Po raz pierwszy w tym sezonie hokeiści STS-u Sanok strzelili cztery bramki, ale okazało się to za mało, żeby pokonać zespól KH Energa Toruń.
HOKEJ. TAURON HOKEJ LIGA
Wyrównana pierwsza tercja dawała sanockim kibicom nadzieję, że STS może wreszcie sięgnie po zwycięstwo. Niestety w kolejnej rywale już zdecydowanie dominowali, a później już kontrolowali mecz do końca.
STS Sanok – KH Energa Toruń 4:10 (1:1, 1:5, 2:4)
0:1 Lewandowski – Fjodorovs, Kalinowski (6.), 1:1 Kowalczuk – K. Bukowski (18.), 1:2 Denyskin – Syty, Jaworski (21.), 1:3 Syty – Jaworski, Denyskin (23. w przewadze), 1:4 Arrak – Kalinowski, Kulintsev (24.), 2:4 Czopor (30.), 2:5 Syty – Baszyrow, Denyskin (36.), 2:6 Kalinowski – Arrak, Sedlak (36.), 2:7 Sedlak – Lewandowski, Arrak (44. w przewadze), 2:8 Syty – Denyskin, Baszyrow (46.), 2:9 Lewandowski – Zieliński, Kalinowski (49.), 3:9 Filipek – Wilczok, Świderski (52.), 4:9 Czopor – Huhdanpaa (55.), 4:10 Lewandowski (58.)
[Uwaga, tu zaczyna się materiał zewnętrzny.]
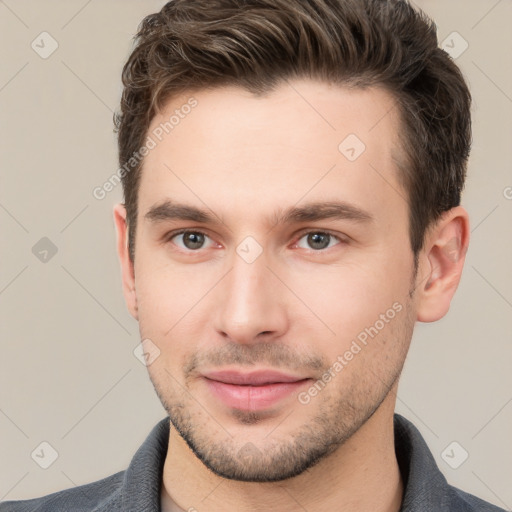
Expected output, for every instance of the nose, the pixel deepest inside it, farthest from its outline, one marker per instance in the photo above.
(250, 303)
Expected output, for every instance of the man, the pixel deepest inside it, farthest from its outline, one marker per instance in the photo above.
(292, 175)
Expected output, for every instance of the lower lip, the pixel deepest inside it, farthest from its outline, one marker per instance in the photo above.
(253, 398)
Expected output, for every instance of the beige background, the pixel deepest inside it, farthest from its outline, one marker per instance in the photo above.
(68, 375)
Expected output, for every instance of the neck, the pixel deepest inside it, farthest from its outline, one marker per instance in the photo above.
(361, 475)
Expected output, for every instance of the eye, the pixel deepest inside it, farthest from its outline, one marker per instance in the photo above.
(318, 240)
(189, 240)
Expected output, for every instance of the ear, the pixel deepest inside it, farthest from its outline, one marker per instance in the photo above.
(440, 264)
(127, 270)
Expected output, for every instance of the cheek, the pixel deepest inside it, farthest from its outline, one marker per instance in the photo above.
(352, 296)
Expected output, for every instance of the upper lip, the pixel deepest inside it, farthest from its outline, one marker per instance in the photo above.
(255, 378)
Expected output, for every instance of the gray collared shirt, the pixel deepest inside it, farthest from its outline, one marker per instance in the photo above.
(137, 489)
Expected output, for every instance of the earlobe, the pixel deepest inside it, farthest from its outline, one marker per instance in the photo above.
(127, 268)
(442, 261)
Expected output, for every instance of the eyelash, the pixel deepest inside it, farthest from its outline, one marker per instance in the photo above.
(302, 234)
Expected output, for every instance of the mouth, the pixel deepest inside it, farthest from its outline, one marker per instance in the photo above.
(253, 391)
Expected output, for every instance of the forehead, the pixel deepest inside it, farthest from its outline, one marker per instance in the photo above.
(227, 148)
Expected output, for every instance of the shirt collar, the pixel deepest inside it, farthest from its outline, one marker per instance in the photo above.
(424, 484)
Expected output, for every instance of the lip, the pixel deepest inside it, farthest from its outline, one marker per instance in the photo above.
(255, 378)
(254, 391)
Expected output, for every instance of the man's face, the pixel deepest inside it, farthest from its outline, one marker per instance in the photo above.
(252, 289)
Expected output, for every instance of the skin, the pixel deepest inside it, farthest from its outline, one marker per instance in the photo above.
(295, 308)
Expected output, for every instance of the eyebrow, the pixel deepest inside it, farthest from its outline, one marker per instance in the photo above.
(311, 212)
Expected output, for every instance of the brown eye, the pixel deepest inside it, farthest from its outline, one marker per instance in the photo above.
(317, 240)
(191, 240)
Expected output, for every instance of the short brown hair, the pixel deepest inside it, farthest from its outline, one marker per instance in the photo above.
(256, 44)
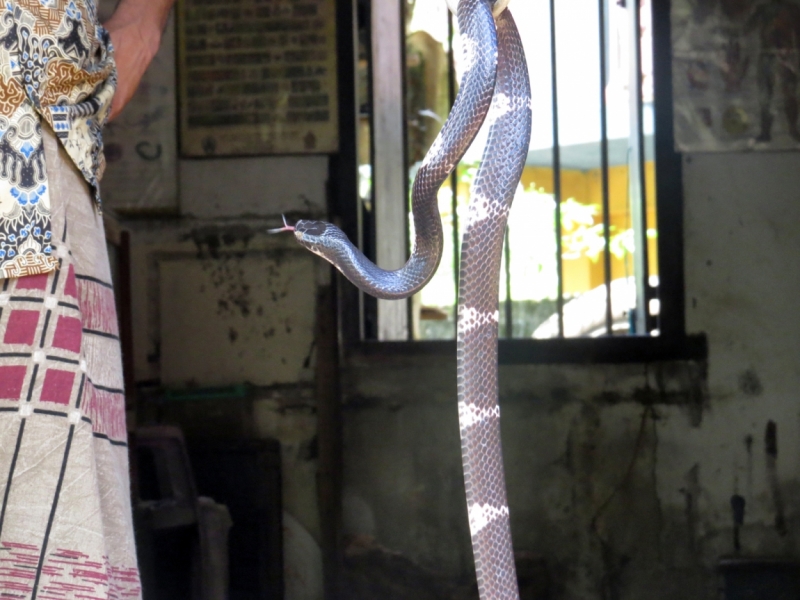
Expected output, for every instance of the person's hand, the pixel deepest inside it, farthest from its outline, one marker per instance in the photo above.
(135, 30)
(135, 45)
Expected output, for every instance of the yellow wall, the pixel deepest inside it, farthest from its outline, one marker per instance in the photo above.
(586, 187)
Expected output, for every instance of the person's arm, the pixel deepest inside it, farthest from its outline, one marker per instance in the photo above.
(135, 29)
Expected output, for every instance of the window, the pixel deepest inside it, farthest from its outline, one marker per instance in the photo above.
(592, 260)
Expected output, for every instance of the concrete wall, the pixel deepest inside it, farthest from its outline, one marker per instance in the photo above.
(620, 478)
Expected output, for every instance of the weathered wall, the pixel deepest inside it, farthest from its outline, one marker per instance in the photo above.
(619, 477)
(219, 302)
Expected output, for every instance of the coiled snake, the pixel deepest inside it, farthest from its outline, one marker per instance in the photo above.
(495, 81)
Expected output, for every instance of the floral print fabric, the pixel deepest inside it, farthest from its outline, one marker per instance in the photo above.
(56, 64)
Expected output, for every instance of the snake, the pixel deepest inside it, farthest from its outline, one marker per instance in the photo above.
(495, 83)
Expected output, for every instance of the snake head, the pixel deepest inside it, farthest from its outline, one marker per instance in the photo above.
(318, 237)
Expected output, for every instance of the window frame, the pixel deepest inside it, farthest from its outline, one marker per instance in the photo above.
(672, 343)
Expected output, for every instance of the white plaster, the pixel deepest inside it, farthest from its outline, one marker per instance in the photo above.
(469, 414)
(253, 186)
(480, 515)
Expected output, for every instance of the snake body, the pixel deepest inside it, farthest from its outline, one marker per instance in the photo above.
(496, 76)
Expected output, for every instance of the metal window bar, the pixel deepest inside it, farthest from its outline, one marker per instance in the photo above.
(451, 94)
(636, 179)
(636, 176)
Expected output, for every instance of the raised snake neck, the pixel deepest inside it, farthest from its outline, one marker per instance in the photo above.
(496, 75)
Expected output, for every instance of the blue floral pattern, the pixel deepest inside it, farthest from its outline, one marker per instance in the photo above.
(56, 65)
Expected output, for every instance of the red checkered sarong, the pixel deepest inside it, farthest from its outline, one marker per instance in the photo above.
(65, 514)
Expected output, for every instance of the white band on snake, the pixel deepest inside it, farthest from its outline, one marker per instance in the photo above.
(495, 81)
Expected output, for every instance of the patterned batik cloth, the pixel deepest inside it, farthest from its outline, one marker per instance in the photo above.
(56, 67)
(65, 518)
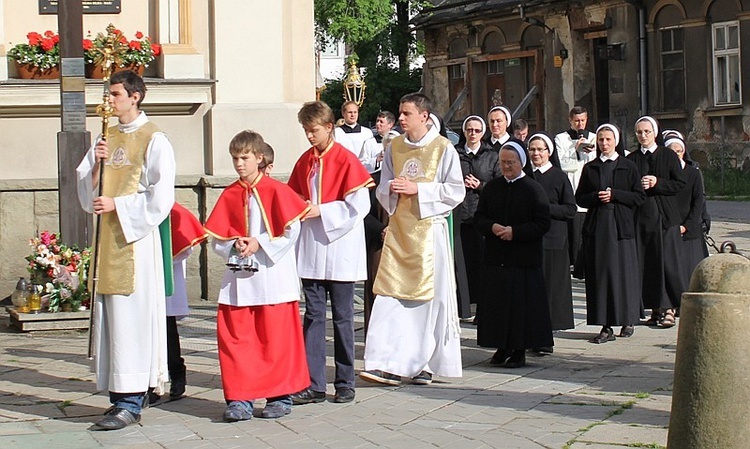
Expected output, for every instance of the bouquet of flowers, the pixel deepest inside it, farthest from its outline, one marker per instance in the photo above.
(138, 51)
(61, 270)
(42, 50)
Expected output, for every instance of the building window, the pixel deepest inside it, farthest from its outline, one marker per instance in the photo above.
(672, 69)
(726, 63)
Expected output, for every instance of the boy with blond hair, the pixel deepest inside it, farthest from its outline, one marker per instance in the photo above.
(254, 226)
(331, 248)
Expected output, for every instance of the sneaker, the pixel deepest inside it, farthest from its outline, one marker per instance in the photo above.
(423, 378)
(118, 418)
(344, 394)
(381, 377)
(236, 411)
(308, 396)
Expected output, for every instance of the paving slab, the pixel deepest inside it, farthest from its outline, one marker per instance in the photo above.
(582, 396)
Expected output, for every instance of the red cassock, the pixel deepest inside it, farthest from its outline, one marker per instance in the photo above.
(261, 348)
(339, 173)
(187, 231)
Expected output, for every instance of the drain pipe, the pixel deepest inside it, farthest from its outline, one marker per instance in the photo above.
(643, 56)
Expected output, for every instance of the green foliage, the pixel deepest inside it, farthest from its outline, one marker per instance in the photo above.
(352, 21)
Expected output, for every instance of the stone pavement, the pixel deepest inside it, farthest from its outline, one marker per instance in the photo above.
(590, 396)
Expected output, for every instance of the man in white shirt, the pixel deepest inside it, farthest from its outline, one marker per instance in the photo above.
(137, 194)
(576, 147)
(372, 149)
(351, 135)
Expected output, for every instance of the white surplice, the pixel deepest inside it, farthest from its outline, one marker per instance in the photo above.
(130, 330)
(276, 280)
(177, 304)
(405, 337)
(352, 141)
(332, 246)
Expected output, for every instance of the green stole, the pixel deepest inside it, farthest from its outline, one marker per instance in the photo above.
(122, 173)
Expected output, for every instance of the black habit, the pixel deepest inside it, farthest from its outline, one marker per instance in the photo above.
(610, 256)
(513, 312)
(692, 202)
(658, 233)
(562, 207)
(484, 166)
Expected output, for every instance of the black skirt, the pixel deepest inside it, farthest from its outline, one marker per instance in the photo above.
(513, 312)
(559, 288)
(613, 287)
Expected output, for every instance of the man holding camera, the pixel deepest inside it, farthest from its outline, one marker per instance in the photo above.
(576, 147)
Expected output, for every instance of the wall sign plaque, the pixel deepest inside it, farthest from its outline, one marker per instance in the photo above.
(89, 6)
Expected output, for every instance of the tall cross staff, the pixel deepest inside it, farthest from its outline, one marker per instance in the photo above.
(108, 56)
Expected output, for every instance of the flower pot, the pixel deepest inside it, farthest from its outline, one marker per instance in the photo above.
(28, 71)
(95, 71)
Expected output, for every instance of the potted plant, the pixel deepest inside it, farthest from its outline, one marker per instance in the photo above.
(133, 54)
(40, 57)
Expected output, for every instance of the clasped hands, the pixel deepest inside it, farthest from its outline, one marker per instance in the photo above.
(246, 246)
(504, 232)
(402, 185)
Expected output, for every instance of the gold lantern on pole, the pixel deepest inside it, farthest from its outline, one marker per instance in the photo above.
(354, 85)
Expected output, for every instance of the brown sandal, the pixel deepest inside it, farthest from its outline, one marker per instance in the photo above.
(668, 320)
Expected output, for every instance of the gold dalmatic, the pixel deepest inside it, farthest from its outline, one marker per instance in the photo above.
(122, 173)
(407, 263)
STS: Ovecka (36. Świderski) – Wilczok, Kang, Tomiczek, Sienkiewicz, Filipek – Sitnik, Niemczyk, K. Bukowski, Prokurat, Wawrzkiewicz – Bieda, Koczera, Kowalczuk, Nikołajewicz, Huhdanpaa – Kosteczka, Kamienieu, Czopor, Majerczyk, Kozłowski.
Sędziowali: M. Majta i W. Czech. Kary: 8 i 4 min. Strzały: 24-62. Widzów: 900.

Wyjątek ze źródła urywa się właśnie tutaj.